We estimate that the company can grow earnings-per-share at a rate of 8% per year for the next five years given the popularity of its product lineup.
Diageo distributes dividends twice per year to shareholders. The company has raised its dividend for the past eight years in local currency. U.S. shareholders have seen an average increase of 4.2% annually since 2012. Diageo yields 2.2%.
Beer Stocks for Dividends: Molson Coors (TAP)
Our final pick for beer stocks is Molson Coors, which has a market capitalization of $11.7 billion and generated revenue of $10.6 billion over the last 12 months.
Formerly known as Molson Coors Brewing Company, Molson Coors has a rich history that dates back almost 150 years. The company is one of the largest brewers in the country and includes leading brands such as Coors Light, Molson Canadian, Miller Lite, and Coors Banquet. These are some of the most popular beer names in the country, giving Molson Coors a significant competitive edge over peers.
Recently, however, the traditional beer industry has faced headwinds as younger consumers have trended toward craft beer. The industry giants were slow to react to these changing habits, but Molson Coors is taking steps to improve its standing in the craft beer business. For example, the company’s Blue Moon lineup has become very popular in North America, with the brand owning a high single-digit market share for the region.
Molson Coors also made several acquisitions over the past few years that have brought additional craft beers and ciders into the fold. The company added Aspall Brewing, a leading maker of premium ciders, in 2018. The company followed this acquisition up by buying Atwater Brewery, the largest craft brewery in Detroit, in 2020.
Molson Coors sales more than doubled over the last decade, though this is skewed by the addition of MillerCoors in 2016. The last five years saw revenue fall nearly 2% per year. Bottom-line performance was nearly as poor as earnings-per-share are up marginally since 2017.

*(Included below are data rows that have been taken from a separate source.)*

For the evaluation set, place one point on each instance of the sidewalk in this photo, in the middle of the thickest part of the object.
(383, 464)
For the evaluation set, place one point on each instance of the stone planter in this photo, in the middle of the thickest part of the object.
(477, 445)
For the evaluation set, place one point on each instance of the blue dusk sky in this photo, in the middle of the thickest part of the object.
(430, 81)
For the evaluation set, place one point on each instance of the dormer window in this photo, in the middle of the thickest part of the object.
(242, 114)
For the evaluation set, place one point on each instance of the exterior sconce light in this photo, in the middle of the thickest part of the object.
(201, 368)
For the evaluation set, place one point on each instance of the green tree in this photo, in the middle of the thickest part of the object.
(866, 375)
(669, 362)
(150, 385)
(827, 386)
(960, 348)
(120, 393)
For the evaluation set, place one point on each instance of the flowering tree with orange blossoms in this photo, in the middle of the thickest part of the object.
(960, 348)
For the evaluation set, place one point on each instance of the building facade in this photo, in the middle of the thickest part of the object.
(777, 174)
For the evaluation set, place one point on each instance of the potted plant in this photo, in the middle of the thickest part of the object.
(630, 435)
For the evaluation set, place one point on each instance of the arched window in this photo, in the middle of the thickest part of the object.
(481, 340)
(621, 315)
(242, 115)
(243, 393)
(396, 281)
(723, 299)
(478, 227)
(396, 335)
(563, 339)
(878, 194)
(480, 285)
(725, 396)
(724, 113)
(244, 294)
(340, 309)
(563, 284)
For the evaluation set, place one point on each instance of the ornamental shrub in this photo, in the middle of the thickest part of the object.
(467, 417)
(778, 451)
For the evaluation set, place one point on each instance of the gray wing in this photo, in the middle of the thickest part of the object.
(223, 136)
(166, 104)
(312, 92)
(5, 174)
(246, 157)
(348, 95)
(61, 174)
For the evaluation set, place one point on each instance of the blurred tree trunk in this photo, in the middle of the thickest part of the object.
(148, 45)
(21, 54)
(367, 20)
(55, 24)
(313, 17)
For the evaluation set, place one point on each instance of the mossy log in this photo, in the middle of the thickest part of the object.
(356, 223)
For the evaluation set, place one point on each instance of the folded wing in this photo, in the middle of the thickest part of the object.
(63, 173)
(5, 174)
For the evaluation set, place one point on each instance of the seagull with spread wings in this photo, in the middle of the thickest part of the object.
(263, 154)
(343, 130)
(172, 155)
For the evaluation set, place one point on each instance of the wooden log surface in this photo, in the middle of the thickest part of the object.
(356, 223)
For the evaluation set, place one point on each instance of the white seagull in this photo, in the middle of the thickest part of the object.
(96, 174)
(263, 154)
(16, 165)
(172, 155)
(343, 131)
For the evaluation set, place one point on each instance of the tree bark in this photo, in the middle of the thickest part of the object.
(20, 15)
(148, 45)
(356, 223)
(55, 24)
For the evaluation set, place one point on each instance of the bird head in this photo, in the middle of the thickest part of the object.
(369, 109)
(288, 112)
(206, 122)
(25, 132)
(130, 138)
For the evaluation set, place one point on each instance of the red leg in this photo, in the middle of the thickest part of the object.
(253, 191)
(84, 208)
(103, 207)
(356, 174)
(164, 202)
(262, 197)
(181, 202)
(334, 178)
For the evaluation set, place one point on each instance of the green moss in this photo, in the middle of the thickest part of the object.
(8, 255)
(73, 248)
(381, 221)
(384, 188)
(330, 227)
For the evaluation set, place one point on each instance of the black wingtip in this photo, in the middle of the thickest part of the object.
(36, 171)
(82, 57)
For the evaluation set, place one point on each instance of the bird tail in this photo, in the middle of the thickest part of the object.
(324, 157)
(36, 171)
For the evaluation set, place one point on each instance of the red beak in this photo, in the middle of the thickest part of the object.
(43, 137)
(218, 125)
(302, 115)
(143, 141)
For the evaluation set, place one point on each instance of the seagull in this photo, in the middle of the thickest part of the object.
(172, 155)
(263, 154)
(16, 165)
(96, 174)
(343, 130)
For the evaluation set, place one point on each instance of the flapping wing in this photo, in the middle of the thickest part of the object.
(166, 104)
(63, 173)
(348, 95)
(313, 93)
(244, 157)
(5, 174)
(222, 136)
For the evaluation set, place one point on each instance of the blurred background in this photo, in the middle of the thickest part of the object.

However, the company has stopped making certain low-premium names, including High Life Light and Keystone Ice, that weren’t resonating with customers in an effort to focus on its core brands. This, combined with a heavier emphasis away from legacy beer names, should provide some lift to results going forward. We project that Molson Coors can grow earnings-per-share by 4% annually through 2027.
Molson Coors suspended its dividend in mid-2020 as the company faced the fallout from the Covid-19 pandemic. The company did reinstate in late-2021, albeit at a lower amount than its previous payment. Given its recent actions with regards to the dividend, investors might be wary of owning Molson Coors. The good news is that shareholders did receive a 10.5% increase in the payment earlier this year. Shares yield 1.9% at the moment.
The beer industry has undergone changes over the past few years, with new companies becoming leaders in the category. The business is fairly recession-resistant and has proven successful over the long-term.
Constellation Brands, Diageo and Molson Coors are three of our favorite names in the industry. The first two have captured significant market share and also offer products beyond just beer that are leaders in their own categories. Molson Coors continues to focus primarily on beer and has faced some challenges due to changing consumer tastes. That said, the company has made strides to catch up and its legacy beer business continues to hold a top spot.
All three names offer a dividend yield near or above the average yield of the S&P 500.
For investors looking for growth and income from the beer industry, any of these names could be a solid addition to their portfolio.
On the date of publication, Bob Ciura did not have (either directly or indirectly) positions in any of the securities mentioned in this article. The opinions expressed in this article are those of the writer, subject to the InvestorPlace.com Publishing Guidelines.